As already noted, I enjoyed the conversation and the presentation at the Monday ELI lunch immensely. But the event was marred by the appearance by an old and relentless nemesis, the Conference Chicken Breast with Something Like Mushroom Sauce. At least the servers tell us it’s chicken breast. But They say every weird meat around tastes like chicken, don’t They? I’m invariably reminded of the fried chicken urban legend, about the chain that changed its name because it was selling meat harvested from genetically manipulated organisms. Engineered “chickens” kept alive by tubes — without feet, feathers or beaks.
And I love how the waiter says it comes with “shitake” mushrooms. I don’t give a shitake what you say, it might as well be soggy cardboard.
Every conference I attend it’s exactly the same meal. Same meat, same side dishes, same beverages, same dessert. Same groggy unpleasant after-meal sensation. If the conference goes another day, they serve the roast beef. I won’t go into the roast beef.

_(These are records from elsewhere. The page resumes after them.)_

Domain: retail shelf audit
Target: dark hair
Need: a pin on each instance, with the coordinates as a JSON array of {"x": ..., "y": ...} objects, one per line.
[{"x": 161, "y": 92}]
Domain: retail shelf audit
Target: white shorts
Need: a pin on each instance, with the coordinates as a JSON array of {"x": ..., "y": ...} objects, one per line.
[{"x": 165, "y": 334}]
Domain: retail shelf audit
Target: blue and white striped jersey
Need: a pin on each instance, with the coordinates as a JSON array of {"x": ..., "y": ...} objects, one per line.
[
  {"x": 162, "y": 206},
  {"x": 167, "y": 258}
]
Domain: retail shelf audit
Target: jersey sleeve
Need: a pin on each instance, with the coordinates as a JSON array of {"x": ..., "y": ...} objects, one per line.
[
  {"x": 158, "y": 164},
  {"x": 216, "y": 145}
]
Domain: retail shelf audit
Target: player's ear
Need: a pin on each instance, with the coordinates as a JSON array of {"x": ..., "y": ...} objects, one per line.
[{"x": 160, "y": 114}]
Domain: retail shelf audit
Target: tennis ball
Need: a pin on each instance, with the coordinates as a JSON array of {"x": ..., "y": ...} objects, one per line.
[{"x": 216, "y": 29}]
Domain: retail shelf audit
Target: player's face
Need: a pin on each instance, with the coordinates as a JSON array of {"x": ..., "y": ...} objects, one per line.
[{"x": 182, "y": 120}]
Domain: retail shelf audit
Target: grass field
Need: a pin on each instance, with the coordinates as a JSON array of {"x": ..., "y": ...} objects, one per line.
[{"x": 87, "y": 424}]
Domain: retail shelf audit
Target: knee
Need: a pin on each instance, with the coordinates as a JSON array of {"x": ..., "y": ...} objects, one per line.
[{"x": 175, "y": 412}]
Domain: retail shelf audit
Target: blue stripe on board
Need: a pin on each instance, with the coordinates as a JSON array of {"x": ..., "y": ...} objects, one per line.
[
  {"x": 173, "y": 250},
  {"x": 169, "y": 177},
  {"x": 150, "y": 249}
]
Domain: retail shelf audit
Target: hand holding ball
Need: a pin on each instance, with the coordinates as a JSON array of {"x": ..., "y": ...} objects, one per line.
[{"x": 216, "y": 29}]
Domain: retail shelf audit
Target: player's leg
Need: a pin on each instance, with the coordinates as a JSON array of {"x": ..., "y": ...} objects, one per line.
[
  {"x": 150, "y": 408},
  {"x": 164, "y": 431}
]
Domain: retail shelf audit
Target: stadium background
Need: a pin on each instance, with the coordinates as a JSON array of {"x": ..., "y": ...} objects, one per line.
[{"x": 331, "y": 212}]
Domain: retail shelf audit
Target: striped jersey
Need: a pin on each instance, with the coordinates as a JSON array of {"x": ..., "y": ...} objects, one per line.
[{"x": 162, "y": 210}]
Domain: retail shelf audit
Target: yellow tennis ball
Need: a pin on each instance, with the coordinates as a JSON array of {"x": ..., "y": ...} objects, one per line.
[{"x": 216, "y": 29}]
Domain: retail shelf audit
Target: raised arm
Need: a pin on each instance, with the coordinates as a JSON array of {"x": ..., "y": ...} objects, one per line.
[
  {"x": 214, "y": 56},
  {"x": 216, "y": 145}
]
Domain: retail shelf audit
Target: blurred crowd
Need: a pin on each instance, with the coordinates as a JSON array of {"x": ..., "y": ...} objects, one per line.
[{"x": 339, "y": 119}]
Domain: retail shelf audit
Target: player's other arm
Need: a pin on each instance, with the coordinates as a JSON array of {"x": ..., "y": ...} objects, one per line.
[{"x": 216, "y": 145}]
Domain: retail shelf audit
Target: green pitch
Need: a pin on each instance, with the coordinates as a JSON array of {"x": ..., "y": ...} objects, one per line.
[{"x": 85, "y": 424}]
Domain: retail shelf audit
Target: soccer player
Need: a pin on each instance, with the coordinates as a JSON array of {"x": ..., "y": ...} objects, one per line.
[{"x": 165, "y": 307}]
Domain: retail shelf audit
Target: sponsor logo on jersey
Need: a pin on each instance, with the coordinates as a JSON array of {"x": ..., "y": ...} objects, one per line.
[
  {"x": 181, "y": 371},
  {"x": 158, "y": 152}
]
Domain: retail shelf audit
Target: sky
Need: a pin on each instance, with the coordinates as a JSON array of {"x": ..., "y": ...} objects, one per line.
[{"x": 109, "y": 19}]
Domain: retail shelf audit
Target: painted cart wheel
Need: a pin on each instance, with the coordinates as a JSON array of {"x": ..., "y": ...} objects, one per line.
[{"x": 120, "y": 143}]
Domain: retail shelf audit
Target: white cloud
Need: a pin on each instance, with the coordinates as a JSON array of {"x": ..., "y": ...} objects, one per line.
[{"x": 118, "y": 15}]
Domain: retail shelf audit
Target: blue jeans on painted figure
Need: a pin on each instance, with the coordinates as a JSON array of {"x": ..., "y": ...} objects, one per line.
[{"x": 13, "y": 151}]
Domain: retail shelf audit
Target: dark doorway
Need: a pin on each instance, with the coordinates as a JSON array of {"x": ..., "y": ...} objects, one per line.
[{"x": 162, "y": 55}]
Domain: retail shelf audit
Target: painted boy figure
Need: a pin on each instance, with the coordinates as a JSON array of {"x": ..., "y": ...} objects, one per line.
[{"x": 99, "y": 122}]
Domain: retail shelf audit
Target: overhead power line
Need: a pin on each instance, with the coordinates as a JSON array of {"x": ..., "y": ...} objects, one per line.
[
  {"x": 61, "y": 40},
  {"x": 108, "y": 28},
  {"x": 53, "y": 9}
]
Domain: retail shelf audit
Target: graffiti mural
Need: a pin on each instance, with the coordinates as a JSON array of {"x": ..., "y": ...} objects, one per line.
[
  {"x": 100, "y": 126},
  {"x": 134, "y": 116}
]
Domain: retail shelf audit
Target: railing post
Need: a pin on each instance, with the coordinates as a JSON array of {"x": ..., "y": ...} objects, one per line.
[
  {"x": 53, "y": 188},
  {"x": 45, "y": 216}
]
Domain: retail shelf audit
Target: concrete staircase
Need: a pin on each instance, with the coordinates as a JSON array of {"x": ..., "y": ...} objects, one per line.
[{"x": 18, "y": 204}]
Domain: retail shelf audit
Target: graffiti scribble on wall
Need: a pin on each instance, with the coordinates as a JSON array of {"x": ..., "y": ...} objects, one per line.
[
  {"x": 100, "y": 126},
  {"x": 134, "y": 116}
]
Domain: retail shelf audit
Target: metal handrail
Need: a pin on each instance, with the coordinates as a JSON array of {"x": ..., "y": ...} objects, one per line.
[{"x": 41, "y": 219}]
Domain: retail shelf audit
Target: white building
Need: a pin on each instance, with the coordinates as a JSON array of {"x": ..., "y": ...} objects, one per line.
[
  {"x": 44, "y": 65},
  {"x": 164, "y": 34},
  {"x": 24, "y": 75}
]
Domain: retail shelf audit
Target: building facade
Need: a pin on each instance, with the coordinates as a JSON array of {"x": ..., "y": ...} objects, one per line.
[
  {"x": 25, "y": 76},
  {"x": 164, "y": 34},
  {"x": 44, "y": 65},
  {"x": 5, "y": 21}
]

If you are organizing a conference, I beseech you. Lay out a deli table. Order pizza. Invite some hot dog cart vendors into the hall. See if you can get the Salvation Army to set up a soup line. But please lay off the chicken and grey sauce.
Thankfully, the next day marked the culmination of an epic quest by guerreros de los pescados. As Alan has already announced, we did indeed triumph, achieving fleeting transcendence from base hunger. Bryan came too, and he patiently endured a slew of questions from both of us about his disturbingly good ARG presentation.
In an awe-inspiring culinary kharmic battle between the Conference Chicken and the Fish Tacos, I am happy to report that the forces of good have prevailed. Let joyful salsa song ring out across the land.